A estas duas questões correspondem os temas filosóficos abordados no filme: na primeira questão, está implícita a discussão de saber se, quando um humano mata um replicante, não será já um humano a matar outro humano?; na segunda questão, está em causa o dilema existencial dos replicantes: sendo tão humanos quanto os humanos, por que não viver tanto como os humanos?

É óbvio que, com uma temática assim, dir-se-ia que o filme foi feito para nos levar a aderir desde logo à causa dos replicantes. Mas talvez seja aqui que o filme mais falha, pois penso ter faltado alguma habilidade para promover uma maior afeição e proximidade entre nós (que vemos o filme) e os replicantes (ao contrário de filmes como ET e AI, onde essa ligação funciona bem melhor). Ou então talvez o filme deva ser visto duas vezes: uma, visto do lado dos humanos; outra, visto do lado dos replicantes. E porventura esta última seja uma visão mais... humana.
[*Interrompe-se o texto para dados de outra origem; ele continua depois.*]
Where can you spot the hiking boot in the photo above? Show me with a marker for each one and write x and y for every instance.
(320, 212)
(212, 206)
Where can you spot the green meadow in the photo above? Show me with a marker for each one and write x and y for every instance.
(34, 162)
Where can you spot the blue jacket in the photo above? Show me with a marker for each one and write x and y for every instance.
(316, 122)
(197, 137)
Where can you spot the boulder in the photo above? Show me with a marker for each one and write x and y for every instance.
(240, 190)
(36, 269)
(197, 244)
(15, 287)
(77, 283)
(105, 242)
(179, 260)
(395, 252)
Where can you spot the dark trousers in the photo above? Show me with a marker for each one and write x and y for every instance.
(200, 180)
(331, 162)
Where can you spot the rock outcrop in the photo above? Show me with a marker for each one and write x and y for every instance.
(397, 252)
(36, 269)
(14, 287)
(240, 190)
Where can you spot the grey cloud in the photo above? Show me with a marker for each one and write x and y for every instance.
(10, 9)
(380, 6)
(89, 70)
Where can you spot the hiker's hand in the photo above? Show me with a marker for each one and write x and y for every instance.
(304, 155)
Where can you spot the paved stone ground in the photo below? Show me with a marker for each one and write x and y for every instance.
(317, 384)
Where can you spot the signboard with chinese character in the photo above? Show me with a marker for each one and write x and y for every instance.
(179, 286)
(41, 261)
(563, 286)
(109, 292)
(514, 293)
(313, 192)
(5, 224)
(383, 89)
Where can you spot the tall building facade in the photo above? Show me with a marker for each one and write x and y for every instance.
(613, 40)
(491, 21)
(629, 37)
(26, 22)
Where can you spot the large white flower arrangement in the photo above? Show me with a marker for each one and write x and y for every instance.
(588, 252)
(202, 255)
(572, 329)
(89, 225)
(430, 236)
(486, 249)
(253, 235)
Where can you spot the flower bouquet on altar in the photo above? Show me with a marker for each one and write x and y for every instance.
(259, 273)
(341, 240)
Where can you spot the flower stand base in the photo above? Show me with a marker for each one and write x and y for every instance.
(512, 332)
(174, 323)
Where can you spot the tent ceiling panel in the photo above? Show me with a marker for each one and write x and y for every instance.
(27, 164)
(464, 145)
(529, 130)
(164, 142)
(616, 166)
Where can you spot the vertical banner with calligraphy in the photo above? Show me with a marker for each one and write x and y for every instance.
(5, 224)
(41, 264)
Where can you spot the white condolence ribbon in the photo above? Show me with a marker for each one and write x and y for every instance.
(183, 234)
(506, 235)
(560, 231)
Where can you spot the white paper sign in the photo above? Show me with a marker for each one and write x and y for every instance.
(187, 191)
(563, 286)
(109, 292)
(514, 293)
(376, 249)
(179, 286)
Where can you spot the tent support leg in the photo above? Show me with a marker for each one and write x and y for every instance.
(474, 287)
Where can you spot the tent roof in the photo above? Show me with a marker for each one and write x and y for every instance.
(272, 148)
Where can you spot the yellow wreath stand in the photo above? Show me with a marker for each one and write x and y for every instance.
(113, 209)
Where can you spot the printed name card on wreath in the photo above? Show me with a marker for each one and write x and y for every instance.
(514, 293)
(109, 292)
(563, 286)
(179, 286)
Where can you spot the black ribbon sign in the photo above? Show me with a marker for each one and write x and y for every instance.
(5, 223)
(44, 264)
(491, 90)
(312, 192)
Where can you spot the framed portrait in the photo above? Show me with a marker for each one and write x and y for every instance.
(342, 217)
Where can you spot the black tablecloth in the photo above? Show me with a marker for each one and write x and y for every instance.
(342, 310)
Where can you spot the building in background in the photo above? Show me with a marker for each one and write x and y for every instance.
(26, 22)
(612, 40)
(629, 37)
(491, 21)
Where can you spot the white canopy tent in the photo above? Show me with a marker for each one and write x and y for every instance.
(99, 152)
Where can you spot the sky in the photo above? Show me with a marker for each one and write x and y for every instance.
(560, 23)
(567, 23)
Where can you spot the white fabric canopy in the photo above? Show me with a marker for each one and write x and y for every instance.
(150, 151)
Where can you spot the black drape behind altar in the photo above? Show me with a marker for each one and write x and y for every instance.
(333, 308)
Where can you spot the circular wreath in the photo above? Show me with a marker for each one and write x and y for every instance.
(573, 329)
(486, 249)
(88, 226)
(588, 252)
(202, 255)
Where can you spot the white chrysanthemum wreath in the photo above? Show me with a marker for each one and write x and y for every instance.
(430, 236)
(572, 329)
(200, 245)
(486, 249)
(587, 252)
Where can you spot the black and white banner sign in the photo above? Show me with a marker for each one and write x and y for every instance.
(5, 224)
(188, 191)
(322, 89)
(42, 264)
PS1 - Acrescente-se ainda que o filme tem uma magnífica (e inovadora, para a época) banda sonora. Vangelis no seu melhor.

PS2 - Quem visse logo o filme em 1982, e percebesse minimamente de cinema, via certamente que estava ali a despontar um grande actor. De nome Harrisson Ford.
*Texto escrito em 2005 no meu anterior blogue Renascer.